Genetics found the cause of human longevity

Researchers have named the reason for human longevity. Scientists have linked the relatively high life expectancy of Homo sapiens with the p62 gene, which is one of the regulators of autophagy.

Few people find it surprising that a person lives longer than, for example, a mouse. In the end, representatives of the species Homo sapiens are large enough, and, as we know, life expectancy in the case of mammals is closely related to the mass of their body. Simply put, the larger the mass, the longer the creature lives. At the same time on our planet lives a naked digger and a number of other small creatures who are real long-livers. What is even more unusual is that a person lives very long in comparison with other mammals whose mass can be roughly compared with the mass of Homo sapiens.

An example is a tiger. The mass of the body of these large cats is even larger than that of a man, while they live in captivity until about 20-25 years. Our “relatives” – chimpanzees – also lose to a person in terms of life expectancy. What is the reason?

Now the geneticist Victor Korolchuk from the University of Newcastle (Great Britain) and his colleagues tried to answer this question. The focus of molecular biologists was autophagy – the process of “processing” of lysosomes (internal organelles of cells) of intracellular debris. Modern scientists have long realized that it plays an important role in protecting cells from stress. This word in this case is understood not as psychological stress, but as accumulation in the body of oxidants and various aggressive molecules that damage the most important components of cells.

Viktor Korolchuk and his colleagues drew attention to the gene p62, which is one of the “conductors” of autophagy. Damage to this gene leads to the development of amyotrophic lateral sclerosis, or “Hawking disease.” Observations prompted scientists to speculate that the p62 gene plays an important role in the survival of neurons-brain cells. Many of them “coexist” with a person throughout his life.
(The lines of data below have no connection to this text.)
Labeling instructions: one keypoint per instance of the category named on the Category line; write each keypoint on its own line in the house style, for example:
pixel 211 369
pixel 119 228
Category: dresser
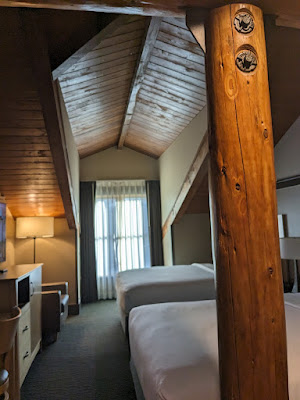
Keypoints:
pixel 21 286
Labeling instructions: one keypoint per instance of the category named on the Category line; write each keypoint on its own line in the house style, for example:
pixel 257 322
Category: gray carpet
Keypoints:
pixel 89 361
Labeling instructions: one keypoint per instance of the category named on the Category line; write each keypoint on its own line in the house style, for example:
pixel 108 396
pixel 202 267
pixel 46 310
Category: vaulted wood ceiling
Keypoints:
pixel 27 174
pixel 143 83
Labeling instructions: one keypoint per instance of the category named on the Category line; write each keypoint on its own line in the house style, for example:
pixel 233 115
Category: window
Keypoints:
pixel 121 231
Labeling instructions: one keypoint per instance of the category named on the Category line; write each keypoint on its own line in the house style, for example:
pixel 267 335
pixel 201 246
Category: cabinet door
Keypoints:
pixel 36 306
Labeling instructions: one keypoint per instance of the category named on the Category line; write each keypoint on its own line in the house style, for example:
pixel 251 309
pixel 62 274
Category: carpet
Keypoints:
pixel 89 361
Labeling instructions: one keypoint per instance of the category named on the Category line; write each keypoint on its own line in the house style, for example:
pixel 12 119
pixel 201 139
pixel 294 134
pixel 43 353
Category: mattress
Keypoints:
pixel 174 350
pixel 164 284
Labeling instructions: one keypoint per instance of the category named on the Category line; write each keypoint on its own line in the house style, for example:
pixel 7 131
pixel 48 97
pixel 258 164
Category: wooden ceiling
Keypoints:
pixel 27 174
pixel 154 7
pixel 120 92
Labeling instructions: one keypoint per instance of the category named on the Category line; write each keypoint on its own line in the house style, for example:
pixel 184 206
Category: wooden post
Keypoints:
pixel 251 319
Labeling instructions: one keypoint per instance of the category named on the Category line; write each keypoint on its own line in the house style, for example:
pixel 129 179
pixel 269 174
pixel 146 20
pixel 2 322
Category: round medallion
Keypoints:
pixel 243 22
pixel 246 61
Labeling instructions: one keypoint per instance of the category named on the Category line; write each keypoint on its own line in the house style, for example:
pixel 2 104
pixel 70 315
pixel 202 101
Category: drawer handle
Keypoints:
pixel 25 329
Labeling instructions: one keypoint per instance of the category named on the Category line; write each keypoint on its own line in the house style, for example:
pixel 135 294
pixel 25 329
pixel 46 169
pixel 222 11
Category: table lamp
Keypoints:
pixel 34 227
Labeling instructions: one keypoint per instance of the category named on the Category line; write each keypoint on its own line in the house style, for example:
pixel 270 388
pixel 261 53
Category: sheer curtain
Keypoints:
pixel 121 231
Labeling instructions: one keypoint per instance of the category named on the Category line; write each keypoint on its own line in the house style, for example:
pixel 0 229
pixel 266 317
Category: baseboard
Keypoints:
pixel 74 309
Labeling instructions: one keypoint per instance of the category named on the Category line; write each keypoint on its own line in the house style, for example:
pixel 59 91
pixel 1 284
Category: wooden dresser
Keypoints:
pixel 21 286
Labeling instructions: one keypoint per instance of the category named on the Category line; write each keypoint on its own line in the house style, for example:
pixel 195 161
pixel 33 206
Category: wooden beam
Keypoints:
pixel 195 19
pixel 37 51
pixel 197 167
pixel 250 306
pixel 288 21
pixel 288 182
pixel 142 63
pixel 202 174
pixel 158 8
pixel 91 44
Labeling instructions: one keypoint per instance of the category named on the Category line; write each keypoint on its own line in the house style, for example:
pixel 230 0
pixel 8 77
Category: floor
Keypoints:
pixel 89 361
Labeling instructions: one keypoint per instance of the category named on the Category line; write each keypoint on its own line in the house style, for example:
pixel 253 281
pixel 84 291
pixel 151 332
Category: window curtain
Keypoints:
pixel 121 231
pixel 154 218
pixel 87 243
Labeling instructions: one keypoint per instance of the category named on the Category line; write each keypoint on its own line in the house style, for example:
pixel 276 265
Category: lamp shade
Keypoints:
pixel 32 227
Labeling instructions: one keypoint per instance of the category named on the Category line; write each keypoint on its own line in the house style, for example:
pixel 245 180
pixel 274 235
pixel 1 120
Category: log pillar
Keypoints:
pixel 250 307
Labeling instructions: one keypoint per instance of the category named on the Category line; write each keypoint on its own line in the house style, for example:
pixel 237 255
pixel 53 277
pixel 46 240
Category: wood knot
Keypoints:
pixel 243 22
pixel 246 61
pixel 223 170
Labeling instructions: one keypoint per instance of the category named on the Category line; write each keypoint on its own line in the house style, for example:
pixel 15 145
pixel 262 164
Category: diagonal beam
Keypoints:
pixel 147 47
pixel 197 170
pixel 42 72
pixel 91 44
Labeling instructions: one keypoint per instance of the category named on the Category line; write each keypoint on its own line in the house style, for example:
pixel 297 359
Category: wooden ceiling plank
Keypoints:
pixel 148 44
pixel 104 59
pixel 101 74
pixel 167 86
pixel 195 91
pixel 96 91
pixel 159 112
pixel 98 105
pixel 170 91
pixel 98 81
pixel 95 55
pixel 168 126
pixel 105 68
pixel 182 61
pixel 160 8
pixel 193 76
pixel 7 131
pixel 91 44
pixel 42 72
pixel 184 80
pixel 178 102
pixel 120 39
pixel 198 161
pixel 89 103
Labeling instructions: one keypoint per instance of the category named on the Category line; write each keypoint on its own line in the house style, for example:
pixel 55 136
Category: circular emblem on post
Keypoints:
pixel 246 61
pixel 243 22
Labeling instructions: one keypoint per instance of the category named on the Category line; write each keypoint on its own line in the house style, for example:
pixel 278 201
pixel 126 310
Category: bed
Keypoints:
pixel 163 284
pixel 174 352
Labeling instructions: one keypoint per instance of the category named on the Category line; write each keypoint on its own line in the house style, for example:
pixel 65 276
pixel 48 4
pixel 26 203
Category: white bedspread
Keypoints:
pixel 164 284
pixel 174 349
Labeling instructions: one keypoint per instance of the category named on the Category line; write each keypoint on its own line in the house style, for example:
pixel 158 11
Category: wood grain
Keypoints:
pixel 198 168
pixel 251 320
pixel 160 8
pixel 27 174
pixel 145 54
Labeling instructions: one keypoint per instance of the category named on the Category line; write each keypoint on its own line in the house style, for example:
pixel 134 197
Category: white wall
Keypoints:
pixel 191 239
pixel 10 241
pixel 174 165
pixel 287 164
pixel 118 164
pixel 58 255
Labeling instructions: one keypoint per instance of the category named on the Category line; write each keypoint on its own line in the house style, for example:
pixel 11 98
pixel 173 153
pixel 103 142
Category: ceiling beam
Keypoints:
pixel 90 45
pixel 38 54
pixel 198 168
pixel 160 8
pixel 199 180
pixel 142 63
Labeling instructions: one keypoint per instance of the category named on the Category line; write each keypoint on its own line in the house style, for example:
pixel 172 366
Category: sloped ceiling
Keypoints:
pixel 170 94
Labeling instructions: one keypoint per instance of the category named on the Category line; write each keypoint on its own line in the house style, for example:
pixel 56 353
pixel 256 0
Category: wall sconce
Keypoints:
pixel 34 227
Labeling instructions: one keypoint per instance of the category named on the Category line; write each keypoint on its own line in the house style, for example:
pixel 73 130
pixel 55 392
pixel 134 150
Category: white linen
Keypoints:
pixel 174 349
pixel 164 284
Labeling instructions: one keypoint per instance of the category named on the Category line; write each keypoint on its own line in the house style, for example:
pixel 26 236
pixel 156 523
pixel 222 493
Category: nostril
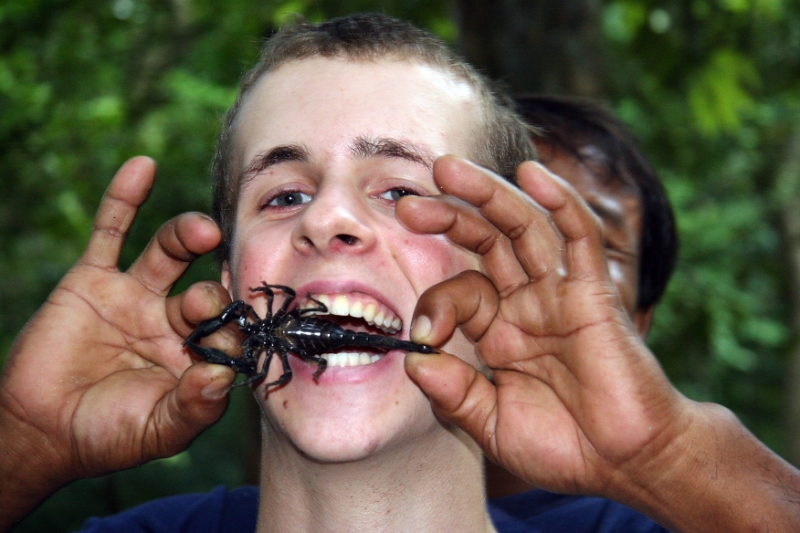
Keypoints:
pixel 347 239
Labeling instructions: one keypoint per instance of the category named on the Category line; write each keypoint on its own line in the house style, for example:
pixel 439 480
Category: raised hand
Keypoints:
pixel 576 403
pixel 98 380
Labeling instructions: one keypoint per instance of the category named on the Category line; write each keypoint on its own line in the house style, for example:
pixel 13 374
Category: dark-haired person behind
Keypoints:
pixel 333 177
pixel 593 151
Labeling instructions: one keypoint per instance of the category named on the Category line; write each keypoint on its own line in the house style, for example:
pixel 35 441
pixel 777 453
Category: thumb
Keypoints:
pixel 199 400
pixel 458 393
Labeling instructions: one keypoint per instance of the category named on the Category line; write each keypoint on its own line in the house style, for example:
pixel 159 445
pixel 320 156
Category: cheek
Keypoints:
pixel 254 261
pixel 430 259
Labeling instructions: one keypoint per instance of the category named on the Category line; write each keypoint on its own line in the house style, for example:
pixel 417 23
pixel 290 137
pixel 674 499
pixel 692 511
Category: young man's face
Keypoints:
pixel 326 148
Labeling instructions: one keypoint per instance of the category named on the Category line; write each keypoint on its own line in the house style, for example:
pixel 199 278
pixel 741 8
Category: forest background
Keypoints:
pixel 710 88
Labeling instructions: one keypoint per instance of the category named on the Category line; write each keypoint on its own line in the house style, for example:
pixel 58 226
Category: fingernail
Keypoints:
pixel 217 388
pixel 420 329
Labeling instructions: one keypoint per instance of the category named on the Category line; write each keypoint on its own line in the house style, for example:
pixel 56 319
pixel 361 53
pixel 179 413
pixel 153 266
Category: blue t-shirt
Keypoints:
pixel 235 511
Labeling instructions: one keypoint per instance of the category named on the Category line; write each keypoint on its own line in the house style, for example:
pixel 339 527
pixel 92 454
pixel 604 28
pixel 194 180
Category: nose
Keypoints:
pixel 335 221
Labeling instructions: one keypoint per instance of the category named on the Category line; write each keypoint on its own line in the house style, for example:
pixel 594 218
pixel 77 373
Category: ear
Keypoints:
pixel 642 321
pixel 227 278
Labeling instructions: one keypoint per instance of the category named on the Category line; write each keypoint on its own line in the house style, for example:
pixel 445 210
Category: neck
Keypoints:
pixel 433 485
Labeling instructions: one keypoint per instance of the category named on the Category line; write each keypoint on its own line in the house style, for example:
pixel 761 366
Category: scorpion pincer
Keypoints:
pixel 285 331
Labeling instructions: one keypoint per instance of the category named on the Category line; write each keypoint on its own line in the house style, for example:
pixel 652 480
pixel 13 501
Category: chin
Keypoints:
pixel 347 427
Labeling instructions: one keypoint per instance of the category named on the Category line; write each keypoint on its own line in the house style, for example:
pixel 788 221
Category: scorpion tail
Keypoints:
pixel 382 342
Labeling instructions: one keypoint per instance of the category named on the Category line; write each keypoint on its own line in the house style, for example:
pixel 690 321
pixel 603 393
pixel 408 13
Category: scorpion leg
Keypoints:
pixel 234 312
pixel 212 355
pixel 259 376
pixel 287 370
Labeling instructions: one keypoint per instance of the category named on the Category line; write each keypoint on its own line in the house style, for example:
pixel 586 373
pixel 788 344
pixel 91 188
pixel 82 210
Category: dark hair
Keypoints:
pixel 500 144
pixel 571 124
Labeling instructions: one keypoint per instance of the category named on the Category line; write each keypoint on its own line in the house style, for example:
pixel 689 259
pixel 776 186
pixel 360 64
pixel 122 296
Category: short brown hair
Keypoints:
pixel 501 145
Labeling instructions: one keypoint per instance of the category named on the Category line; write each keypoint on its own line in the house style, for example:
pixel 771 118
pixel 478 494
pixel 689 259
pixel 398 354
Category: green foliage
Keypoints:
pixel 714 101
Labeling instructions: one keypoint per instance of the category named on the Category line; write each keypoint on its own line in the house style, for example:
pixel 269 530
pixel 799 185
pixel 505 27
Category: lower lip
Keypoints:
pixel 304 370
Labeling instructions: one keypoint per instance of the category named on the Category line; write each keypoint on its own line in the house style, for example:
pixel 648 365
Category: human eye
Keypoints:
pixel 288 199
pixel 396 193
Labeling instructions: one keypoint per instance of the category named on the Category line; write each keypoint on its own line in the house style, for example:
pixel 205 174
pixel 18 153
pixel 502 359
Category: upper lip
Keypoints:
pixel 348 288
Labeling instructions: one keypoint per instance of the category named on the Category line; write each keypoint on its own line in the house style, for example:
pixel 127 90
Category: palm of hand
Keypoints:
pixel 575 395
pixel 94 377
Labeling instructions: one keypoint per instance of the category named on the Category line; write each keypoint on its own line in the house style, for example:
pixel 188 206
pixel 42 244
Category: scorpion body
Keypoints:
pixel 284 332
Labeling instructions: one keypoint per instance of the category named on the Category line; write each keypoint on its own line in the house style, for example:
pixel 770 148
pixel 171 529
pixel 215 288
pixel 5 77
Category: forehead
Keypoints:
pixel 324 103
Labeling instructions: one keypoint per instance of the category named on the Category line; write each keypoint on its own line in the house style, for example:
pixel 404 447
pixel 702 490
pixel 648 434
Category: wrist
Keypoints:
pixel 29 468
pixel 712 475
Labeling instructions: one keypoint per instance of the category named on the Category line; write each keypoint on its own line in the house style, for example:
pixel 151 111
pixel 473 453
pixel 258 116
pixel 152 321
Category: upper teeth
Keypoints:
pixel 374 314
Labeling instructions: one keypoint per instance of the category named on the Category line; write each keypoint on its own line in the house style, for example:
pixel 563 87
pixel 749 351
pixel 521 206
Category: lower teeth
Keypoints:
pixel 350 359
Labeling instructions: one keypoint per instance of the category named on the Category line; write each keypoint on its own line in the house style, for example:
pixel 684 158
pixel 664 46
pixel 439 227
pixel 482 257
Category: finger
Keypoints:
pixel 198 401
pixel 536 243
pixel 584 257
pixel 126 192
pixel 201 301
pixel 458 393
pixel 176 244
pixel 468 300
pixel 464 225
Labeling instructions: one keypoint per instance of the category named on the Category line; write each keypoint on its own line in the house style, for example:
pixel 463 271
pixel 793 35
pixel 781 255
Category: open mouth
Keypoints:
pixel 356 312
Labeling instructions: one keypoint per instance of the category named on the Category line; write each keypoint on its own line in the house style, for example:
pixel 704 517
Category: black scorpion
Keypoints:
pixel 283 332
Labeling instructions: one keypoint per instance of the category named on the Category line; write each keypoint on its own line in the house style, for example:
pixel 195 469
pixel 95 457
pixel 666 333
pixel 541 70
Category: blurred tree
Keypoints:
pixel 535 46
pixel 710 87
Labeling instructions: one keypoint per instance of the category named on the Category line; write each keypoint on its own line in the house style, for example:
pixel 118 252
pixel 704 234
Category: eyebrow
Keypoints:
pixel 362 147
pixel 278 154
pixel 387 147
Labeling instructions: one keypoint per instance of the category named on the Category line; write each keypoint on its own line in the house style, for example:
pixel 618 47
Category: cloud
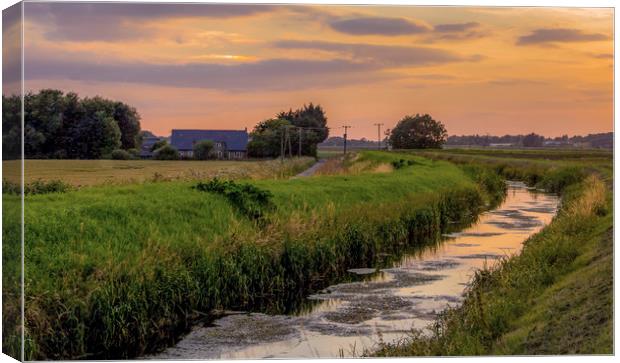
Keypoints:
pixel 273 74
pixel 118 21
pixel 515 82
pixel 377 26
pixel 557 35
pixel 377 55
pixel 455 28
pixel 603 56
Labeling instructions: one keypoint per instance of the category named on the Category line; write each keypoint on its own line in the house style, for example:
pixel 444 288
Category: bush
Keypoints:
pixel 249 199
pixel 135 153
pixel 120 154
pixel 203 149
pixel 36 187
pixel 167 152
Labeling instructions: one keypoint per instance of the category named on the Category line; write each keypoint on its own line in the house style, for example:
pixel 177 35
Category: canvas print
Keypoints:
pixel 239 181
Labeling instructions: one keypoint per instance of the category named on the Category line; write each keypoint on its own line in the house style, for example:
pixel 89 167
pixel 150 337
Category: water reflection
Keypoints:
pixel 382 303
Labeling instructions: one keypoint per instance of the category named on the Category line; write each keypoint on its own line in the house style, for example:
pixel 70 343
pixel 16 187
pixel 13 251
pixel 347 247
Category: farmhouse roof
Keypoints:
pixel 235 140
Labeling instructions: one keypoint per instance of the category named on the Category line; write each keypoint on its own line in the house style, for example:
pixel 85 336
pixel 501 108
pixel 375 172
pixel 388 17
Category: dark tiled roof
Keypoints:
pixel 235 140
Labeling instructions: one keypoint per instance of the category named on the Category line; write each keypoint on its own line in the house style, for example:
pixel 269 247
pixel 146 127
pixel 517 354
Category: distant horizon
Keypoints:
pixel 504 70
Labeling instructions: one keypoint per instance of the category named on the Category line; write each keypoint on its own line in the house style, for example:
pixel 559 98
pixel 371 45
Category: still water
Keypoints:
pixel 386 303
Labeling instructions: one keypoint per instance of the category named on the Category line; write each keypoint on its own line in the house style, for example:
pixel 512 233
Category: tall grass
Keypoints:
pixel 118 271
pixel 500 295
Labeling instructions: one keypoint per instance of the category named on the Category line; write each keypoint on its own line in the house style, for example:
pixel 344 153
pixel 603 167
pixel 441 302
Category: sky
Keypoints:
pixel 477 70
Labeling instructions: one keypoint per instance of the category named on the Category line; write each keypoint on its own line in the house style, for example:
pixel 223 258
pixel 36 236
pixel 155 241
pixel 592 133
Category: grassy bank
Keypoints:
pixel 117 271
pixel 556 297
pixel 96 172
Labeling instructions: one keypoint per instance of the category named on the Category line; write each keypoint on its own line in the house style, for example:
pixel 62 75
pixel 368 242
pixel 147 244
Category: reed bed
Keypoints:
pixel 119 271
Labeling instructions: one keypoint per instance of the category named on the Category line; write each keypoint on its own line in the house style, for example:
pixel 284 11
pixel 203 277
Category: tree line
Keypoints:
pixel 602 140
pixel 283 131
pixel 65 126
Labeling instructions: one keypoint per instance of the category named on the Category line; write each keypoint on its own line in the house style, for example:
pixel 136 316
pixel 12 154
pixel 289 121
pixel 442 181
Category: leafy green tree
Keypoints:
pixel 128 121
pixel 56 125
pixel 120 154
pixel 159 144
pixel 96 136
pixel 266 138
pixel 167 152
pixel 418 132
pixel 11 127
pixel 533 140
pixel 311 118
pixel 203 149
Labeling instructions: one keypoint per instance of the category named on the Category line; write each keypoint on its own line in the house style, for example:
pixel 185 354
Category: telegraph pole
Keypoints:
pixel 346 127
pixel 299 129
pixel 379 133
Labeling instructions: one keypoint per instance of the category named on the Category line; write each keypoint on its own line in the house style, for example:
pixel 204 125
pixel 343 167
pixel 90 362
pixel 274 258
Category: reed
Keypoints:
pixel 119 271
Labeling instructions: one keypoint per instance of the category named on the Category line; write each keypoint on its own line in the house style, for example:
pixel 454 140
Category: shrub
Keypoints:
pixel 249 199
pixel 36 187
pixel 135 153
pixel 167 152
pixel 203 149
pixel 120 154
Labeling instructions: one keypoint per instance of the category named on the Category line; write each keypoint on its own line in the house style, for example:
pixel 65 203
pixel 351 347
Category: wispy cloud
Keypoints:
pixel 559 35
pixel 121 21
pixel 273 74
pixel 377 26
pixel 378 55
pixel 456 27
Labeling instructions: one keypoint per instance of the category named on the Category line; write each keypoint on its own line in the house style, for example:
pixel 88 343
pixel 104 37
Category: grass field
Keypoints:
pixel 95 172
pixel 556 297
pixel 119 270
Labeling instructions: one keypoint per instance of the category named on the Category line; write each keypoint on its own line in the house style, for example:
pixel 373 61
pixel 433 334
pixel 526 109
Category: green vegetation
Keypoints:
pixel 418 132
pixel 120 154
pixel 556 297
pixel 252 201
pixel 61 126
pixel 117 271
pixel 81 173
pixel 166 152
pixel 36 187
pixel 309 122
pixel 203 149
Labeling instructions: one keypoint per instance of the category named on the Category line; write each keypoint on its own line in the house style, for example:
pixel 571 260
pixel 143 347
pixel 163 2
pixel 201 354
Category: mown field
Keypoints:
pixel 115 271
pixel 556 297
pixel 95 172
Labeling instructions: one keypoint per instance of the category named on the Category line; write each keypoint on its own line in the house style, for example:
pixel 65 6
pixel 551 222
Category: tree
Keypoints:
pixel 167 152
pixel 56 125
pixel 120 154
pixel 418 132
pixel 128 121
pixel 533 140
pixel 11 127
pixel 96 136
pixel 266 138
pixel 203 149
pixel 159 144
pixel 314 123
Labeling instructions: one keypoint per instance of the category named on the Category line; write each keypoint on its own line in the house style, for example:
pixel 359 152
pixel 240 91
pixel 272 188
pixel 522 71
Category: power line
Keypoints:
pixel 379 133
pixel 345 127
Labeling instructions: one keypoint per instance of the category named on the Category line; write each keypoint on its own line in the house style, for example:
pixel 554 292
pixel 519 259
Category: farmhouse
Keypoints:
pixel 227 144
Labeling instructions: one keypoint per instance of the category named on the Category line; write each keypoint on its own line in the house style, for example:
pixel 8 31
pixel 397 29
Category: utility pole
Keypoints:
pixel 288 137
pixel 346 127
pixel 299 129
pixel 379 133
pixel 282 145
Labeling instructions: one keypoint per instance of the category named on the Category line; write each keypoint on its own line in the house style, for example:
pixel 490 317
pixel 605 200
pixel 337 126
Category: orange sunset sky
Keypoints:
pixel 478 70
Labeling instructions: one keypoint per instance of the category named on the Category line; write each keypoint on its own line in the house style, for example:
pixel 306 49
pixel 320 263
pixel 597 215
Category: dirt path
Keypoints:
pixel 311 170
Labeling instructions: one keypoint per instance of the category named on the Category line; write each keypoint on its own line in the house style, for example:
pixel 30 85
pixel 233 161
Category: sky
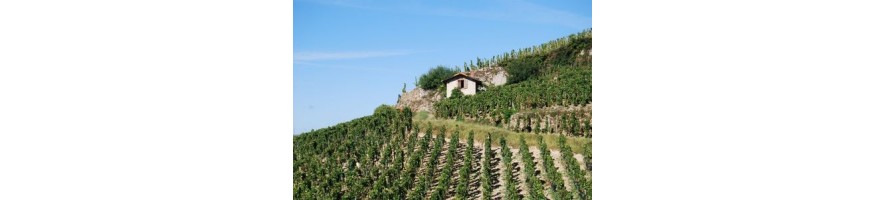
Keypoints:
pixel 352 56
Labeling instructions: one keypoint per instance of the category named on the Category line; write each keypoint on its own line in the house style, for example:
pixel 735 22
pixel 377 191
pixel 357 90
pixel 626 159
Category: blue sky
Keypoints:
pixel 351 56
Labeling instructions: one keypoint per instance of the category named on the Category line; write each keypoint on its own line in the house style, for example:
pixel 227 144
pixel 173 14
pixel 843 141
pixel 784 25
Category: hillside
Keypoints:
pixel 528 136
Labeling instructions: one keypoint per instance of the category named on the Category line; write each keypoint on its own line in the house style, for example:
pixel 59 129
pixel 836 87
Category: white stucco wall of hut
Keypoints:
pixel 469 87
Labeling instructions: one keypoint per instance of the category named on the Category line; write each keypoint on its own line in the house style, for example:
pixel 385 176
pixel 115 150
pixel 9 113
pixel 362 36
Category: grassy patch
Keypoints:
pixel 480 131
pixel 422 115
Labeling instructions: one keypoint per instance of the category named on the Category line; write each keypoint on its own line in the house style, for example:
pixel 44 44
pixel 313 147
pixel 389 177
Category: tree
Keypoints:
pixel 456 93
pixel 434 77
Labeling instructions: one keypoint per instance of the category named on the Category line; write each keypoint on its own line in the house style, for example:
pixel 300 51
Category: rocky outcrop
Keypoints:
pixel 419 100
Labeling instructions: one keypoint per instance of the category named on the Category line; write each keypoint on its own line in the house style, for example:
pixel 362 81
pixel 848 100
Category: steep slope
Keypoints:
pixel 526 137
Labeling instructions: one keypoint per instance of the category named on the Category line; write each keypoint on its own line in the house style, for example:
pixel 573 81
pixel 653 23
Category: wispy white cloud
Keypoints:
pixel 500 10
pixel 317 56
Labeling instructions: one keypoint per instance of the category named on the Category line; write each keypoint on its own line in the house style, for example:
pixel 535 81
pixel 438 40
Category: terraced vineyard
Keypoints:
pixel 529 139
pixel 395 162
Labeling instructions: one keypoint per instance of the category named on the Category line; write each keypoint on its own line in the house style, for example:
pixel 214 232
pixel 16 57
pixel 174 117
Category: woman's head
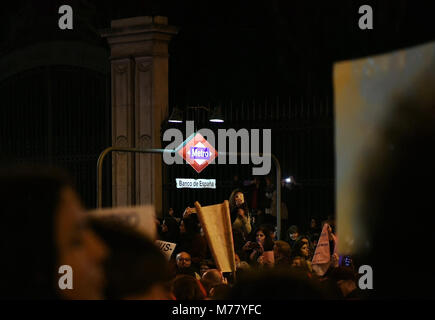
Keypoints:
pixel 44 226
pixel 262 235
pixel 301 249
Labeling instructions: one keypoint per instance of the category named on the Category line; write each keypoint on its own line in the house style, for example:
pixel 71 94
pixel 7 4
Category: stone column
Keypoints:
pixel 139 59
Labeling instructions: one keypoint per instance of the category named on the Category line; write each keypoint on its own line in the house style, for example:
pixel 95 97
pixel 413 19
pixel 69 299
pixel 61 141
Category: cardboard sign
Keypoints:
pixel 216 223
pixel 141 218
pixel 322 256
pixel 167 248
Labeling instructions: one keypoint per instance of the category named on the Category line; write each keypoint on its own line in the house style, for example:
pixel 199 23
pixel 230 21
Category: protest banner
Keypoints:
pixel 322 255
pixel 167 248
pixel 216 223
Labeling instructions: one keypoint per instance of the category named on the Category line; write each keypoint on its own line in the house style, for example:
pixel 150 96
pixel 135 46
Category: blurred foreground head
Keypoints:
pixel 399 199
pixel 43 227
pixel 135 269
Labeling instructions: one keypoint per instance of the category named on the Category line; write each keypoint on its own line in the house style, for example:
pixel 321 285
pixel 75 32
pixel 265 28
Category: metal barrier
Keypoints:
pixel 161 151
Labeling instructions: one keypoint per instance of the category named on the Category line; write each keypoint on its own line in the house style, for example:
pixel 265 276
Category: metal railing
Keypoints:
pixel 106 151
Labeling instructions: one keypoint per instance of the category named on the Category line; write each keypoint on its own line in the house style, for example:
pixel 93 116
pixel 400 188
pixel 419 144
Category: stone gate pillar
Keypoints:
pixel 139 69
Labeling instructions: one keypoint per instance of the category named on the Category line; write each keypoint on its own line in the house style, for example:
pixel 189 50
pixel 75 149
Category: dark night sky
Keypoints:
pixel 224 50
pixel 241 48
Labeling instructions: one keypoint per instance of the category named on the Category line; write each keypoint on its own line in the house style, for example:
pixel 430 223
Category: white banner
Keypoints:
pixel 166 248
pixel 196 183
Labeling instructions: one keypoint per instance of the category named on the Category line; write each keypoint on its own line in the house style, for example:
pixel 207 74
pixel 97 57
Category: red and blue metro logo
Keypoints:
pixel 198 152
Researchers transplanted the gene p62 into flies DNA and followed how the work of cells of living beings changed. It turned out that p62 is an “oxygen sensor”, as well as a kind of “trigger hook” that starts the process of “garbage collection” and its processing inside the lysosomes. Genetically modified flies, which were injected with the gene p62, lived longer. In the case of man, according to scientists, the gene reacts even more strongly to increasing and lowering the concentration of aggressive molecules inside neurons. The latter, according to researchers, leads to the prolongation of human life.

Such a mechanism of “purification” from oxidants appeared in man during tens of thousands of years of evolution, which ultimately allowed him to reach a higher level in terms of longevity.